On-line communication suffers from an inability to convey nuance, tone, inflection, facial expression, body language – all things that can be critical to determining the speaker’s true meaning in face-to-face communication. Probably everyone has had the experience of sending an e-mail or posting something that was intended to be sarcastic or funny but was perceived as serious, or vice-versa. Indeed, a whole world of emoticons has sprung up to help us try to convey emotions or attitudes along with the digital written word.

This makes it particularly important to have legal standards that ensure protected speech does not end up being prosecuted.

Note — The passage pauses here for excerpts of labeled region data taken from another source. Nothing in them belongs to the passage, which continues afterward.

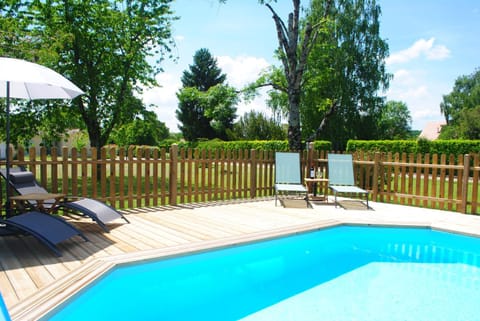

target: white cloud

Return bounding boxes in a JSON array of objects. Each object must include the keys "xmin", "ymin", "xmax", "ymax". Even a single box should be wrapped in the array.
[
  {"xmin": 143, "ymin": 56, "xmax": 269, "ymax": 132},
  {"xmin": 387, "ymin": 69, "xmax": 445, "ymax": 129},
  {"xmin": 143, "ymin": 73, "xmax": 182, "ymax": 132},
  {"xmin": 216, "ymin": 56, "xmax": 270, "ymax": 89},
  {"xmin": 386, "ymin": 38, "xmax": 450, "ymax": 65}
]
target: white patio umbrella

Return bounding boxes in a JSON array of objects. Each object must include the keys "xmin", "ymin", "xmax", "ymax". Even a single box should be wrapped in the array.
[{"xmin": 0, "ymin": 57, "xmax": 83, "ymax": 215}]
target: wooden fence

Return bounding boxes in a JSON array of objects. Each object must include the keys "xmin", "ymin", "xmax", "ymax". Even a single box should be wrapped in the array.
[{"xmin": 0, "ymin": 145, "xmax": 480, "ymax": 214}]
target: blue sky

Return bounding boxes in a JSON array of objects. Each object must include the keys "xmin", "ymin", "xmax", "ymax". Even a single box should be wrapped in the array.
[{"xmin": 143, "ymin": 0, "xmax": 480, "ymax": 132}]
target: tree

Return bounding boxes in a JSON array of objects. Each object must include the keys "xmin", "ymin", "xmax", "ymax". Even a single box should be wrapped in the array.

When it comes to Elonis’s posts, as Justice Scalia repeatedly pointed out, it’s hard to argue that there’s a lot of redeeming social value there.  Nevertheless, the heart of the First Amendment is the protection of even speech that many find vile or offensive, whether it be violent rap lyrics, flag burning, or Ku Klux Klan rallies. And the standard the Court adopts will, of course, affect not merely Elonis but all future speakers (and potential defendants).

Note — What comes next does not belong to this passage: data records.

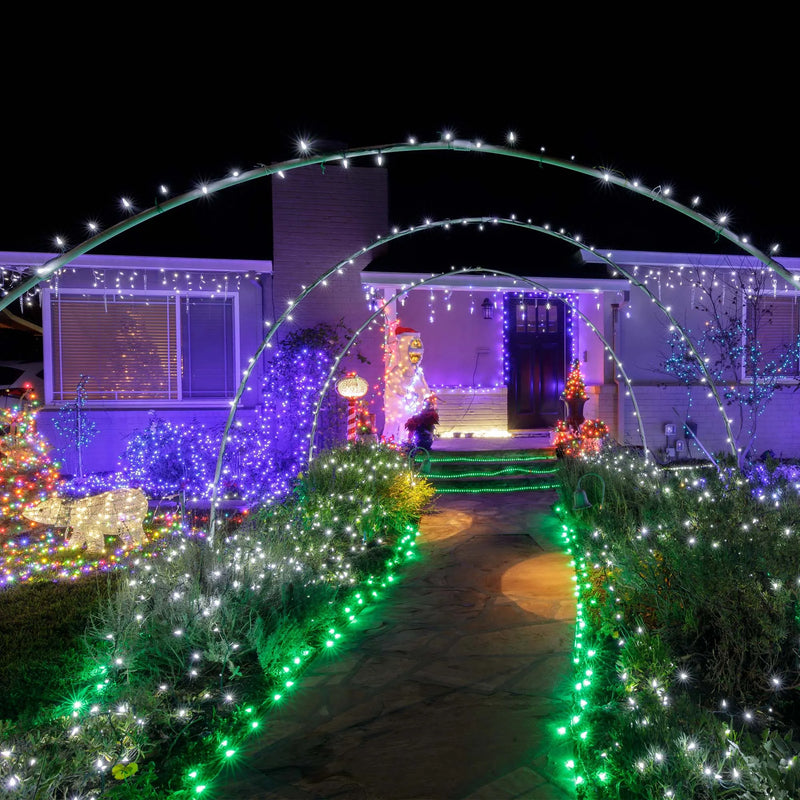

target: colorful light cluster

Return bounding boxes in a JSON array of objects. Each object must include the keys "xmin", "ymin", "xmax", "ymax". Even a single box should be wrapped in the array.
[
  {"xmin": 553, "ymin": 359, "xmax": 609, "ymax": 458},
  {"xmin": 0, "ymin": 405, "xmax": 60, "ymax": 539},
  {"xmin": 503, "ymin": 292, "xmax": 578, "ymax": 385}
]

The Consequences of a Higher Standard of Proof

I expect the Supreme Court will adopt some kind of a middle ground (#2 or #3 above), not requiring subjective intent as Elonis argued but also not accepting the broad rule requested by the government. Justice Breyer seemed to be suggesting during the argument that #2 was effectively already the law: the defendant has to know that he is making statements that are true threats, which means by definition he has to know that a reasonable person would be put in fear by the statements. The Court may conclude that requiring at least this kind of knowledge is a reasonable middle ground.

This doesn’t mean someone like Elonis could never be prosecuted. As with so many criminal appeals, this case is all about the jury instructions: what should the jury have been told it had to find concerning the defendant’s state of mind? If the Court rules that the Elonis jury should have been told it had to find knowledge or intent by Elonis, his own convictions will be reversed, but for future cases the jury instructions will simply be modified.  Elonis himself could even be re-tried, if the government chose to do so, and I wouldn’t be surprised if he were convicted again.

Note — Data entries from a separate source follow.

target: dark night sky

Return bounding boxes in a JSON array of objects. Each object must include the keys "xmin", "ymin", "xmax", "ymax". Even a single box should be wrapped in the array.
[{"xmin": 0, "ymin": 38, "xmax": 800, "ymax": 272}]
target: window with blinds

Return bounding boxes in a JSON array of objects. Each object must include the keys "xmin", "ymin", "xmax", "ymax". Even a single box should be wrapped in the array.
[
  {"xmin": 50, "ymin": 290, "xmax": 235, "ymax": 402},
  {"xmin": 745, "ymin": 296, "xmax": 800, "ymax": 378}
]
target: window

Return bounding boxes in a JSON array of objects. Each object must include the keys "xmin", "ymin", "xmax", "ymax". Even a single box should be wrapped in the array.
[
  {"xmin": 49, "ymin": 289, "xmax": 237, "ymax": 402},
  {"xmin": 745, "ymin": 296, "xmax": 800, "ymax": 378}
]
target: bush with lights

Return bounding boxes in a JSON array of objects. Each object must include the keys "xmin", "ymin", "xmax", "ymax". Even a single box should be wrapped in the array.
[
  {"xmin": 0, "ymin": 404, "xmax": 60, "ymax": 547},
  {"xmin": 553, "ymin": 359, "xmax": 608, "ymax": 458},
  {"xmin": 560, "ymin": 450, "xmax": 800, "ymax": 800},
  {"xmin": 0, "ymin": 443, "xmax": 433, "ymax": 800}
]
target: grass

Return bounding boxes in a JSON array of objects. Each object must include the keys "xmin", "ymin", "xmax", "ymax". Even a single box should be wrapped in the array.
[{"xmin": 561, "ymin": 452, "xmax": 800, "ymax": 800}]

Proving intent or knowledge is not some kind of insurmountable hurdle. Prosecutors do it all the time. As a prosecutor, I wouldn’t hesitate to take a case like Elonis to a jury and argue that the evidence established he knew or intended that his posts would place his wife in fear. And if a defendant tried to fabricate a “rap lyric” defense, the prosecution could present evidence to establish it was merely a ruse – again, disproving an alleged defense is nothing unusual. If the Court rules for Elonis, it’s not going to be some kind of “get out of jail free” card for future stalkers and harassers.

Imposing a higher proof requirement isn’t about condoning Elonis’s reprehensible conduct, it’s simply about strictly interpreting statutes that criminalize speech. A higher standard of proof will make threats prosecutions somewhat more difficult, but that’s not necessarily a bad thing. The government has to tread very lightly when it seeks to turn written words into a federal felony. Given our First Amendment heritage and devotion to free expression, it’s not too much to ask that the government prove some level of intent or knowledge when seeking to send someone to jail solely for what they wrote. I hope the Court agrees.